Note that the air line may start and end in the same city.
输入描述:
The first line contains oneinteger T(T≤20), which means the number of test cases.
Each test case has the format as described below.
n m K
ax1 ay1 bx1 by1
ax2 ay2 bx2 by2
…
axK ayK bxK byK
(0 ≤ K ≤ 10. 2 ≤ n,m ≤ 100, 1 ≤ n*m ≤ 100)
There is one bidirectional air line between (axi,ayi) and (bxi,byi). (1 ≤ axi,bxi ≤ n , 1 ≤ ayi,byi ≤ m)
输出描述:
For each test case,print one number in a single line, which is the minimal number of days Niuniu has to travel between cities so that he can visit every city at least once.
示例1
输入
3 2 2 1 1 1 2 2 3 3 1 1 1 3 3 3 3 0
输出
4 9 10
备注:
The air line may start and end in the same city.
题意:给定n*m矩阵,格子为点,相邻格子连边,再给出K条边,问经过所有格子并回到出发点的环路多长
思路:容易得当n或者m其中一个为偶数的时候,一定有哈密尔顿回路的存在(汉密尔顿回路问题),当n和m都为奇数的时候,我们将矩阵填色,黑白相间,当存在一条路径,连接两个不同的黑格子的时候,存在哈密尔顿回路,证明看下面的题解。
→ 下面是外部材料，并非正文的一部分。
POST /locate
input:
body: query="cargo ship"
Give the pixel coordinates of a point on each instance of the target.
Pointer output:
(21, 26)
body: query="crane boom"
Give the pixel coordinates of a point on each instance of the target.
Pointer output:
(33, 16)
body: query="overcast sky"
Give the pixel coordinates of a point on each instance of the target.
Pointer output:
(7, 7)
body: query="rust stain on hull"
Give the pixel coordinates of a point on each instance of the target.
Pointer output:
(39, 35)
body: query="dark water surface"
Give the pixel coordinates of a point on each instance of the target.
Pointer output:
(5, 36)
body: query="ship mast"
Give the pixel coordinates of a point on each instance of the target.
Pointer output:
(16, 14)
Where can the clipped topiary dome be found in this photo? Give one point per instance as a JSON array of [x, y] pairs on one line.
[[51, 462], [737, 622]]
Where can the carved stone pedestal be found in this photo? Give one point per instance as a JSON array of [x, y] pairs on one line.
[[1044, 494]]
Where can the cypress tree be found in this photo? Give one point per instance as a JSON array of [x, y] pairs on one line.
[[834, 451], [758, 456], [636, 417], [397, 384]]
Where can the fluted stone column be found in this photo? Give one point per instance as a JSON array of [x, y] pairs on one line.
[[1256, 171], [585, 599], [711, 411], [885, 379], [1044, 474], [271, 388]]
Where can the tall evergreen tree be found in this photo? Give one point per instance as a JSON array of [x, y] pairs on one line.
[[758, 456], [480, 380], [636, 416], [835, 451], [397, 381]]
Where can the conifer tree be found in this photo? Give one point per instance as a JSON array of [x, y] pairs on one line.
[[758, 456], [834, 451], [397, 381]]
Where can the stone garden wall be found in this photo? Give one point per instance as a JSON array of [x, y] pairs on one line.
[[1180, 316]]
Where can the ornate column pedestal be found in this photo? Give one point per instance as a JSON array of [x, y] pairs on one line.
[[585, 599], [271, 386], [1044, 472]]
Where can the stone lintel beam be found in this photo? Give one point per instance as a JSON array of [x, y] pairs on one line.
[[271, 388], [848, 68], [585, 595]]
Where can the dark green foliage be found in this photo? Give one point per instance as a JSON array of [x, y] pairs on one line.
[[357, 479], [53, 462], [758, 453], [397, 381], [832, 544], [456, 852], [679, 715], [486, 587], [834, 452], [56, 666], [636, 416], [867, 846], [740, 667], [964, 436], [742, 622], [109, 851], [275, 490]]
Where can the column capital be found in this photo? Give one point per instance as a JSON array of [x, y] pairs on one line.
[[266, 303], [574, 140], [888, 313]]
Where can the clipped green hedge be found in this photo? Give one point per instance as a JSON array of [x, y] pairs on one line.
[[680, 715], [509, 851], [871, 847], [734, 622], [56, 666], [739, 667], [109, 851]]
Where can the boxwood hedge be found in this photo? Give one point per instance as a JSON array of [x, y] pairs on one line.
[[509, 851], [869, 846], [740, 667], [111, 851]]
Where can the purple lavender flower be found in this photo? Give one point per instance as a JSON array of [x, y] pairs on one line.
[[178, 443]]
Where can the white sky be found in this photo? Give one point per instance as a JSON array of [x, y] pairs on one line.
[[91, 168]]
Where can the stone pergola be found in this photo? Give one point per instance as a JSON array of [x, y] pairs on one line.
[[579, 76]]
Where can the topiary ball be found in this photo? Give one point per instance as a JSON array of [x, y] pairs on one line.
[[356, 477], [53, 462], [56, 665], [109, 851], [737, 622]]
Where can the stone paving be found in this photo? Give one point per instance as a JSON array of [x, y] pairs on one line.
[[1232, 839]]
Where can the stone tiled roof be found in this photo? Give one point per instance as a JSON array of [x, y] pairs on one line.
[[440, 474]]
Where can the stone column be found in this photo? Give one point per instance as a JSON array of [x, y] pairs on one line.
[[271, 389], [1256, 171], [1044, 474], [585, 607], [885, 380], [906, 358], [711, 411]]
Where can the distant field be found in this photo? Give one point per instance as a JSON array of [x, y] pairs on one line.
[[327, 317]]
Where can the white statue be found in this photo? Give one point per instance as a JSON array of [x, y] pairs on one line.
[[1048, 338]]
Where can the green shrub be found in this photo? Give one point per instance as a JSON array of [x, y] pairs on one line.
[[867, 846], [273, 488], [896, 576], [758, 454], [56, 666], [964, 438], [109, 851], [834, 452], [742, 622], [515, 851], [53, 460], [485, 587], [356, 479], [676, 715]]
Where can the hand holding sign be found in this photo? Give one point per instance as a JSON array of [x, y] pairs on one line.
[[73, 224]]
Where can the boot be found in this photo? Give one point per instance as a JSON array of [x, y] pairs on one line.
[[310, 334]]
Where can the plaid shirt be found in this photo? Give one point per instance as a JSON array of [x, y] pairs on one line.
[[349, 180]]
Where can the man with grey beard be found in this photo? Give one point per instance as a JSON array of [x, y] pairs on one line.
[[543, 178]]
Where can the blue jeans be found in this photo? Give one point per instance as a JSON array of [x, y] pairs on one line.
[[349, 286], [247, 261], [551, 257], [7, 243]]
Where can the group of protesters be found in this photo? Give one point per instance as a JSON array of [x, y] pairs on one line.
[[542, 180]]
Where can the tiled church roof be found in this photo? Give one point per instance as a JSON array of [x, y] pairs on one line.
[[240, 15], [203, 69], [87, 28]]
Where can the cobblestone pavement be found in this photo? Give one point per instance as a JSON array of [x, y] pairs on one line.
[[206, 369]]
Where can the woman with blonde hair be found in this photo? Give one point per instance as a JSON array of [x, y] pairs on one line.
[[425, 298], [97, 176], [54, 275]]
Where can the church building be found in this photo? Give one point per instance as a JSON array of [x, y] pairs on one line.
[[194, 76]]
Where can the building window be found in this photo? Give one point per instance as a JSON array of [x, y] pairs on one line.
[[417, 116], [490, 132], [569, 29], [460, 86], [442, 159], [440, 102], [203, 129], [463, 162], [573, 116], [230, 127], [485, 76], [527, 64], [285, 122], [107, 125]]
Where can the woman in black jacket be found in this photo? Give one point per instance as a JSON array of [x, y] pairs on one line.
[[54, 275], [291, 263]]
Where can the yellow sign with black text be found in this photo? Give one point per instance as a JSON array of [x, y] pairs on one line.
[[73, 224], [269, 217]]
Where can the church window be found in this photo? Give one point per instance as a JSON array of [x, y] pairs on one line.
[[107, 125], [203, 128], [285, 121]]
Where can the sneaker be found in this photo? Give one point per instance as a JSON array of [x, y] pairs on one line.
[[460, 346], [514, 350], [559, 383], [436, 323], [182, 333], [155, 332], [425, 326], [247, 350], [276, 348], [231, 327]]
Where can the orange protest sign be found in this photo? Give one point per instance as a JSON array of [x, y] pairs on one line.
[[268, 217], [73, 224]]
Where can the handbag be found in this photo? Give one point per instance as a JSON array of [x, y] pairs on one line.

存在哈密尔顿回路,答案为n*m,不存在答案为n*m+1.
#include<cstdio>
#include<cstring>
#include<cmath>
#include<algorithm>
#include<iostream>
#include<queue>
using namespace std;
typedef long long ll;
int main(){
int t;
scanf("%d",&t);
while(t--){
int n,m,k;
scanf("%d%d%d",&n,&m,&k);
int flag=0;
while(k--){
int a,b,c,d;
scanf("%d%d%d%d",&a,&b,&c,&d);
if(a==c&&b==d)continue;
if(((a-1)*m+b)%2==1&&((c-1)*m+d)%2==1)flag=1;
}
if(n%2==0||m%2==0)printf("%d\n",n*m);
else{
if(flag)printf("%d\n",n*m);
else printf("%d\n",n*m+1);
}
}
return 0;
}